Ooh, Roseann, I didn't know you could burn papers in a grill! That would have come in very handy recently as I move 75 boxes from the old house to the new house.

I feel ya on the fruit. I mean, who invented that stuff? If it somehow makes it into the house, I can nearly always eat it.

Even after having gum surgery. Like today. (ugh!)

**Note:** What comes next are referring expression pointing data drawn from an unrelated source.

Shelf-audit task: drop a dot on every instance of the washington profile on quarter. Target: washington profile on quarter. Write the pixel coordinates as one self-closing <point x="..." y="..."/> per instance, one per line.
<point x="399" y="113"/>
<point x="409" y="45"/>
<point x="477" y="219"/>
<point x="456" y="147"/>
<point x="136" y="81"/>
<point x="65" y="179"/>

Comment by Roseann on November 9, 2011 at 4:53am

My meals stopped when Charlie got sick. He didnt eat but small stuff at first..fruit, soups..my son who is 11 cooked for himself he is a champ at the microwave. Our I order a pizza a couple times a week for me and my son and we now go out a lot to eat. My son is a picky eater so what he does make for himself I try and watch so it is a balance. I sure do  miss cooking big dinners. This Thanksgiving I asked my son..do you want me to make all our favorite stuff he said well, I would like to go to golden corral..so that is where we are going. Family lives 10 hours away and we will be going xmas time.  I try and make it up to see my parents once a year but my son goes in the summer and xmas time.  NMWidower I love George Foreman grill I got a little on and a big one..food cooks good and fast! I have a grill outside that was Charlies favorite thing to do ..but now I just burn papers in it. Kerryn I am going to make dinner time again for me and my son...I will start this after the funeral on Friday (Veterans Day) I just am glad at 11 he knows how to cook. He does his own laundry too ..I am an older mom and I thought it best to teach him how to do things like this so when I go he is prepared.... He has been my medication through the whole ordeal. Kerryn that is all I ate in the first few days my stomach couldnt take much more other than fruit. If I do eat I feel sick. So for now its coffee and fruit for me at least for now.